Malgrado la scarsa trasparenza del settore, Greenpeace USA ha scoperto che nelle filiere della plastica esistono strette connessioni tra tutte le multinazionali oggetto dell’indagine e alcune delle principali società dei combustibili fossili e del settore petrolchimico. Secondo il rapporto, Coca-Cola, PepsiCo, Nestlé, Mondelēz, Danone, Unilever, Colgate Palmolive, Procter & Gamble e Mars acquistano i loro imballaggi da produttori che, a loro volta, si approvvigionano da aziende come ExxonMobil, Shell, Chevron Phillips, Ineos e Dow. Celando queste relazioni dietro una cortina fumogena, multinazionali come Coca-Cola, PepsiCo e Nestlé cercano di eludere le loro responsabilità per le violazioni dei diritti umani e ambientali riconducibili alla produzione di plastica ricavata dalle fonti fossili.
Il rapporto mostra che, per decenni, le multinazionali dei beni di consumo hanno collaborato con l’industria dei combustibili fossili per presentare il riciclo come soluzione all’inquinamento da plastica, nonostante l’inefficacia di questa presunta soluzione sia oggi evidente su scala globale. Tutte queste realtà produttive hanno unito gli sforzi per ostacolare l’introduzione di nuove leggi in grado di limitare l’uso di imballaggi e hanno sostenuto progetti di “riciclo chimico o avanzato” che ancora restano sulla carta. Il rapporto rileva inoltre che le industrie del monouso e delle fonti fossili fanno parte di gruppi di facciata che ancora oggi sostengono queste false soluzioni, tra cui l’Alliance to End Plastic Waste, la Recycling Partnership e l’American Chemistry Council.
«Per molto tempo, le multinazionali che impiegano grandi quantità di plastica usa e getta nei loro prodotti hanno cercato di nascondere i legami con le aziende dei combustibili fossili e con l’industria petrolchimica», continua Ungherese. «La nostra investigazione svela che invece hanno obiettivi comuni e continuano a inquinare il pianeta.
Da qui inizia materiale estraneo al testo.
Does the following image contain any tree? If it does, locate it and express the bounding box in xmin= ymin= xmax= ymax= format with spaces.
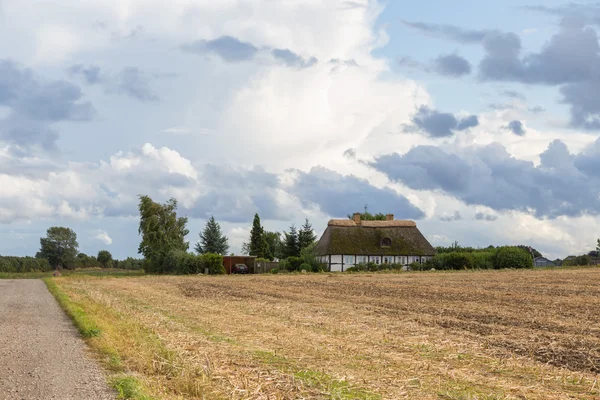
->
xmin=195 ymin=216 xmax=229 ymax=255
xmin=138 ymin=195 xmax=189 ymax=273
xmin=38 ymin=227 xmax=79 ymax=269
xmin=97 ymin=250 xmax=113 ymax=267
xmin=283 ymin=224 xmax=300 ymax=258
xmin=263 ymin=231 xmax=283 ymax=260
xmin=347 ymin=212 xmax=386 ymax=221
xmin=249 ymin=213 xmax=265 ymax=257
xmin=298 ymin=219 xmax=317 ymax=252
xmin=597 ymin=238 xmax=600 ymax=253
Se le aziende come Coca-Cola, PepsiCo e Nestlé avessero realmente intenzione di proteggere l’ambiente e le persone, dovrebbero immediatamente porre fine all’alleanza con l’industria dei combustibili fossili e abbandonare il monouso nei loro prodotti».
In mancanza di azioni concrete, la produzione di plastica potrebbe triplicare entro il 2050. Secondo le stime del Center for International Environmental Law (CIEL), questo comporterebbe una crescita delle emissioni legate al ciclo di vita della plastica di oltre il 50 per cento entro il 2030. Si tratta del decennio in cui, secondo l’IPCC, dovremmo invece dimezzare le emissioni antropiche per contenere il riscaldamento globale entro 1,5°C. Greenpeace chiede alle multinazionali di abbandonare l’usa e getta in favore del riutilizzo e dello sfuso. Nelle scorse settimane l’organizzazione ambientalista ha lanciato una petizione per chiedere alle aziende leader del mercato italiano di ridurre drasticamente il ricorso a bottiglie in plastica monouso, di cui l’Italia è tra i maggiori consumatori al mondo, per ridurre l’inquinamento marino e la dipendenza dal petrolio e dal gas fossile.